Considérer le sexting comme un acte sexuel
Bien sûr, il ne faut pas nier les risques de «l'enfance et de la jeunesse numériques», déclare Annamaria Colombo. «Mais nous devons veiller à tirer les bonnes conclusions et à les transmettre». Par exemple, selon elle, ce n'est pas la production de photos de nudité - et donc la nudité en soi - qui pose nécessairement problème, mais les conséquences possibles si l'on transmet ces photos.
Julia von Weiler voit également d'un œil critique notre approche de ce que l'on appelle le sexting (l'envoi d'autoportraits sexy) : «Tout le monde s'occupe de la victime, qui est d'une certaine manière également culpabilisée. Alors que ce sont les diffuseurs qui posent problème». Son conseil : au lieu d'inculquer aux enfants à quel point les photos de nus sont dangereuses, il faut leur expliquer qu'il s'agit d'un acte sexuel au même titre que les baisers par exemple. «Il faut donc réfléchir : Est-ce que je le veux ? Est-ce que je serai gêné plus tard ? Et : la personne à qui je les envoie est-elle suffisamment digne de confiance pour ne pas faire de bêtises avec» ?
La génération actuelle ne fait pas l'amour plus tôt que ses parents.
D'ailleurs, la génération qui s'informe - du moins en partie - sur le net n'a pas de rapports sexuels plus tôt que la génération de ses parents. En Suisse, l'âge moyen de la première fois est toujours d'à peine 17 ans. Et : un petit tiers des garçons de 15 ans n'a encore jamais eu de contact physique avec le sexe opposé. Rappelons que 84 pour cent ont déjà vu un film porno à cet âge. Annamaria Colombo n'y voit pas un écart aussi important qu'il pourrait sembler : «La consommation et l'échange de contenus numériques peuvent permettre aux jeunes de mûrir sexuellement dans un environnement qu'ils considèrent eux-mêmes comme tout à fait intime. Sans pour autant se sentir observés par leurs parents. C'est important». Il est central que les enfants soient immergés dans un environnement qui leur donne les ressources pour faire la part des choses, afin qu'ils puissent par exemple faire la différence entre la réalité et la mise en scène.

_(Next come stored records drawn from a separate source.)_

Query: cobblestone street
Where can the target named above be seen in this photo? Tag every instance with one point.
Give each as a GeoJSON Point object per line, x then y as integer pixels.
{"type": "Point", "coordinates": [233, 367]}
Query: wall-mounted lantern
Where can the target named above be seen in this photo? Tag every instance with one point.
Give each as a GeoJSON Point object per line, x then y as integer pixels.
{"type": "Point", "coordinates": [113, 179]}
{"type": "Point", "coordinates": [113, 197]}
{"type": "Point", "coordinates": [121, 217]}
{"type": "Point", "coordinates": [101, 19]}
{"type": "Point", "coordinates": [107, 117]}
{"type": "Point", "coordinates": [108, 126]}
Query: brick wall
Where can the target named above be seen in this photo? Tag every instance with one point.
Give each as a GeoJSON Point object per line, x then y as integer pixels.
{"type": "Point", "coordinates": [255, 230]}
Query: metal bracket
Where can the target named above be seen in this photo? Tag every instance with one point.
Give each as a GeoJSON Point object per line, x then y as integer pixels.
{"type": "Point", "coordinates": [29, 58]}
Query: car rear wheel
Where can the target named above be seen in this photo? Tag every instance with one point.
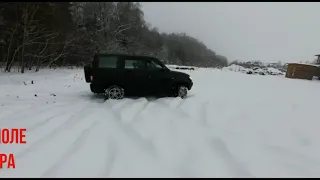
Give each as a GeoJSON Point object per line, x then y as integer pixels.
{"type": "Point", "coordinates": [181, 91]}
{"type": "Point", "coordinates": [114, 92]}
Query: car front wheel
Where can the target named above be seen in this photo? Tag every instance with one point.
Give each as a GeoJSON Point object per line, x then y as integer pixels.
{"type": "Point", "coordinates": [114, 92]}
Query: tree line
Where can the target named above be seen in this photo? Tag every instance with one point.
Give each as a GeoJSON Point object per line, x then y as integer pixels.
{"type": "Point", "coordinates": [34, 35]}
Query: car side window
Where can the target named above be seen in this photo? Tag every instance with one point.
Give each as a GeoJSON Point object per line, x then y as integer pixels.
{"type": "Point", "coordinates": [108, 61]}
{"type": "Point", "coordinates": [134, 64]}
{"type": "Point", "coordinates": [153, 65]}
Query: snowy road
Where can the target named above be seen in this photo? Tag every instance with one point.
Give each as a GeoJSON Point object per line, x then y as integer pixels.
{"type": "Point", "coordinates": [232, 125]}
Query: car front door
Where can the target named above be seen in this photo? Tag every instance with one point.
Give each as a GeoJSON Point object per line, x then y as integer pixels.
{"type": "Point", "coordinates": [136, 76]}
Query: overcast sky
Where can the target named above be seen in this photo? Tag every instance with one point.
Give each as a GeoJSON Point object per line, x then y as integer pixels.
{"type": "Point", "coordinates": [266, 31]}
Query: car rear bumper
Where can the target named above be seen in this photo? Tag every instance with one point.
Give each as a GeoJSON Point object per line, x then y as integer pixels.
{"type": "Point", "coordinates": [190, 85]}
{"type": "Point", "coordinates": [96, 88]}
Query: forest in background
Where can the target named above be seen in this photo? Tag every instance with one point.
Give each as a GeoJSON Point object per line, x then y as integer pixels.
{"type": "Point", "coordinates": [35, 35]}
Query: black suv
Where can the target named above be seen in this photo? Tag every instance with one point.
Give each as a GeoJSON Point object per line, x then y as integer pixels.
{"type": "Point", "coordinates": [118, 75]}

Que sait donc la jeune fille de 11 ans d'aujourd'hui sur le sexe ? Et que sait le garçon de 15 ans ? D'un point de vue purement technique, probablement beaucoup de choses. La manière dont elle et lui gèrent ces connaissances dépend toutefois fortement de leur relation avec les parents. Si celle-ci est marquée par une confiance mutuelle, les enfants ont davantage la capacité de séparer les contenus sexuels sur Internet de leur propre personne. Et les entretiens d'information sont également plus efficaces. Même s'il s'agit ici et là de monologues parentaux. «Ce n'est pas grave», estime l'éducateur sexuel Lukas Geiser. Même si les jeunes bloquent, cela ne signifie pas qu'ils n'entendent rien de ce qui se dit. Il est essentiel que les parents soient disposés à discuter. Même s'ils ne savent pas toujours tout.